Braga dá início a curso de viola braguesa para promover e proteger a identidade do concelho

As aulas vão decorrer em dez freguesias do concelho.

Rita Cunha
3 Jul 2020

No final da formação, com a duração de dez horas, o objetivo é que os formandos saibam tocar «pelo menos» uma música e, se tudo correr bem, duas. Esta é a expetativa das formações grauitas que o município de Braga vai promover em dez freguesias do concelho, abrangendo um total de cem alunos e 20 monitores.

O “pontapé de saída”, através de uma sessão pública, foi dado na tarde de ontem, no auditório da Junta de Freguesia da Sé, um dos espaços onde arrancam as aulas já no próximo dia 9 de julho, continuando às terças e quintas-feiras, das 19h00 às 20h00. Cada turma conta com dez alunos e dois monitores.

A procura tem sido tal que, só para as aulas no auditório da Junta da Sé, já foram recebidas 43 inscrições. As mesmas mantêm-se abertas aos interessados, muito embora não exista a garantia que, daqui para a frente, haja a comparticipação da autarquia. Caso tal não seja possível, o custo é de 20 euros.

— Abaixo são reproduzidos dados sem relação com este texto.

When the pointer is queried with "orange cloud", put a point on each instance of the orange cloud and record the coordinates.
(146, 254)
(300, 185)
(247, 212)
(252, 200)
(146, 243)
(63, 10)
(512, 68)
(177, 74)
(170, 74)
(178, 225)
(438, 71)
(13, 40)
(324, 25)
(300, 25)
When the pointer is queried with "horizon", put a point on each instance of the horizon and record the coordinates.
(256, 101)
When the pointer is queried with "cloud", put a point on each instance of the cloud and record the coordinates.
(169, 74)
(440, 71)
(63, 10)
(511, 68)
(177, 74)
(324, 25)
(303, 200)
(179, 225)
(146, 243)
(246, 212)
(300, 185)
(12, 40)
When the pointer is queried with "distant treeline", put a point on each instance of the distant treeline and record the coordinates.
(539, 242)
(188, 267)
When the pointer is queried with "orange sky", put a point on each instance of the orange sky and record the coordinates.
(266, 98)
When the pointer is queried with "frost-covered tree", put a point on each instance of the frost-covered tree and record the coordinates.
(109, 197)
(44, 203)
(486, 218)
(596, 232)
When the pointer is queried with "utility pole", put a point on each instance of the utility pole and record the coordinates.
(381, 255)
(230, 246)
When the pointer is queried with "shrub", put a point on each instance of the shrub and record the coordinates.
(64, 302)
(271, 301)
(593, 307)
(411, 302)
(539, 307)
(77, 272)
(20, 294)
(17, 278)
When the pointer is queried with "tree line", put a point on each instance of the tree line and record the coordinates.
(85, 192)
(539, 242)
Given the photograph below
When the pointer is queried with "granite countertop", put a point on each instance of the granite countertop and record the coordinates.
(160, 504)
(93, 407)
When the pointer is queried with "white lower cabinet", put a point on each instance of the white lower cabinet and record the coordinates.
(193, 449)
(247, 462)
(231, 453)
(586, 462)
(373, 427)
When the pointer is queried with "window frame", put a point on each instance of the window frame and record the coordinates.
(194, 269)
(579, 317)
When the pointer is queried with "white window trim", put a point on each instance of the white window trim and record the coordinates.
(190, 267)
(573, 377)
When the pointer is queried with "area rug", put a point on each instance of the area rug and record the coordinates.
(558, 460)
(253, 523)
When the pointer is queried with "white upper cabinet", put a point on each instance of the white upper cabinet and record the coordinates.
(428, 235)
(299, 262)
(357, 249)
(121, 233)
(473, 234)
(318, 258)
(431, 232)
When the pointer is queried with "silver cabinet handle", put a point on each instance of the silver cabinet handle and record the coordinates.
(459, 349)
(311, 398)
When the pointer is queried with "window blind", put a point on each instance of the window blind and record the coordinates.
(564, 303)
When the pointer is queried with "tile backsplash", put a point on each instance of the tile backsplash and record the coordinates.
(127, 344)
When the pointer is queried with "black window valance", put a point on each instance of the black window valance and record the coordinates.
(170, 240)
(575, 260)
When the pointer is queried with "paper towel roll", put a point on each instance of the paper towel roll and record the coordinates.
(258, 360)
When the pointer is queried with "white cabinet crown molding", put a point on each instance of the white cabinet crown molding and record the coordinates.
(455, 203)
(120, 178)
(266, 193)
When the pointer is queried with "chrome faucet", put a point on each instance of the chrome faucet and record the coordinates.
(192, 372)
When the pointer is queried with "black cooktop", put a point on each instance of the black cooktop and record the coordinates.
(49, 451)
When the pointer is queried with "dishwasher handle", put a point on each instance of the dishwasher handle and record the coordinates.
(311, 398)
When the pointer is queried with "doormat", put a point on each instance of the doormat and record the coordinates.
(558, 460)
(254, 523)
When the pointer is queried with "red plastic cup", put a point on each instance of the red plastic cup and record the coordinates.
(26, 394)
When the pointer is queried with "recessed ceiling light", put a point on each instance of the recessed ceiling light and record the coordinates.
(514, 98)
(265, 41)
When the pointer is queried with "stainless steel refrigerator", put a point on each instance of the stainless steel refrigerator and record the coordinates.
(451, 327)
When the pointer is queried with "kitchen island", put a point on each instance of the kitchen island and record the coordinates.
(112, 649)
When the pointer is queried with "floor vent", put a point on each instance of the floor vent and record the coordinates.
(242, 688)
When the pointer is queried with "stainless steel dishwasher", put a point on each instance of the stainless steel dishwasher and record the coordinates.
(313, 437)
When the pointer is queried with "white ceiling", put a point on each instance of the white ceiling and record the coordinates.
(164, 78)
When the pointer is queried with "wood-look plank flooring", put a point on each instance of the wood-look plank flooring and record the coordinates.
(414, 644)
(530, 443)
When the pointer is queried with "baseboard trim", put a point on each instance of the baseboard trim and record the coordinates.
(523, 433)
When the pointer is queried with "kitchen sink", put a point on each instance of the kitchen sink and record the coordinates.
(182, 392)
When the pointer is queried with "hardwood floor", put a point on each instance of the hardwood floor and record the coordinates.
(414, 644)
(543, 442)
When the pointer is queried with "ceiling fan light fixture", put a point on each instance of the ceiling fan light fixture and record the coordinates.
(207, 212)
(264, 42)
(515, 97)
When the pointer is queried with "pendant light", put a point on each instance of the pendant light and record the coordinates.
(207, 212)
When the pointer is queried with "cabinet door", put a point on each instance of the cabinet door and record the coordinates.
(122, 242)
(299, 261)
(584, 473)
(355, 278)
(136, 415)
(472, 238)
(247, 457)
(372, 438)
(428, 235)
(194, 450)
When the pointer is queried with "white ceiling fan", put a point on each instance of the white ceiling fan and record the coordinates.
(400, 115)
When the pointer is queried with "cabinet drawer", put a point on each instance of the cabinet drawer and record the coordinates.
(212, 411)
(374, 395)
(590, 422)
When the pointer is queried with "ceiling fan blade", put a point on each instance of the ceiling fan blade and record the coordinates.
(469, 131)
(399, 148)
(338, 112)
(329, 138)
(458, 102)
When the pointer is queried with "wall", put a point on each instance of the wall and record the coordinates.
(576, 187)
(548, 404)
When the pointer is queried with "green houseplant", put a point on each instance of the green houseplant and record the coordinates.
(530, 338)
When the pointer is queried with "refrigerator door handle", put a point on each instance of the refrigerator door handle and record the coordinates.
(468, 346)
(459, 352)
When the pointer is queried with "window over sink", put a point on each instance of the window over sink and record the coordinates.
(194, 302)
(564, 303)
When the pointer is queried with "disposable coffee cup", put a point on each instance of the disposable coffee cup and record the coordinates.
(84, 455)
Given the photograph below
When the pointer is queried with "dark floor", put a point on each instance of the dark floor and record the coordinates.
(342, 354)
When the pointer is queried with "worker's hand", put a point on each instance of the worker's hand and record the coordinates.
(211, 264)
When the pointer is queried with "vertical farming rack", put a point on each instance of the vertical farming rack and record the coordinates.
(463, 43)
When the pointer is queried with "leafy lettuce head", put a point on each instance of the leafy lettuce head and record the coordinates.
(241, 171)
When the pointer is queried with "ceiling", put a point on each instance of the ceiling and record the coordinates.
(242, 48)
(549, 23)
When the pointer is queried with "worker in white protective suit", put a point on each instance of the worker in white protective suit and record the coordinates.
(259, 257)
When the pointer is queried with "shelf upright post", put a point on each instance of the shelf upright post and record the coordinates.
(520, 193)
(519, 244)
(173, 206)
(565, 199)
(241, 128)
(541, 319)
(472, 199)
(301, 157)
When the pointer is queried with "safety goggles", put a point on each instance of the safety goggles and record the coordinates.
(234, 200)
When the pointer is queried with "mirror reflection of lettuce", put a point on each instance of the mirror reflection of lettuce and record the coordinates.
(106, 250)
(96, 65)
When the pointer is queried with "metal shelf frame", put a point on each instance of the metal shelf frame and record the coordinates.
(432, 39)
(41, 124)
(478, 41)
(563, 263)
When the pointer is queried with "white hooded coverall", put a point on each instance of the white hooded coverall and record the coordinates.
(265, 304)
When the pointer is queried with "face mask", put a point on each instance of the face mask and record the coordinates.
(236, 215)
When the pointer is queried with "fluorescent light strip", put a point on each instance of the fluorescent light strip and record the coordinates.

Na sessão de ontem, Abílio Vilaça, presidente da Adere-Minho, lembrou que este projeto é «ambicioso» e que vai para além da própria formação sendo que, no final da mesma, haverá um concerto no Museu de Arqueologia D. Diogo de Sousa com a entrega de diplomas. «Quando tivermos cem pessoas a tocar em conjunto será o concerto dos concertos», anteviu. Certo é ainda que os formandos participarão, em outubro, nas jornadas de viola braguesa que trarão a Braga tocadores de vários pontos do país, assim como na «grande serenata». «Vocês serão os guardiões da viola braguesa por esse mundo fora», disse.

Ao nível da formação, prevê-se a realização de três cursos de nível 1, 2 e 3, os quais estão a ser preparados em parceria com a Universidade do Minho.

Já Luís Pedroso, presidente da União de Freguesias de Maximinos, Sé e Cividade, agradeceu o empenho do município de Braga que financia a formação e destacou a importância da viola braguesa para a cidade e região. «Estamos muito honrados por dar o pontapé de saída para esta formação», disse.

Luís Capela, músico e professor de música, enalteceu este reavivar da memória junto de um instrumento com uma «riqueza ímpar» e que «andava esquecido».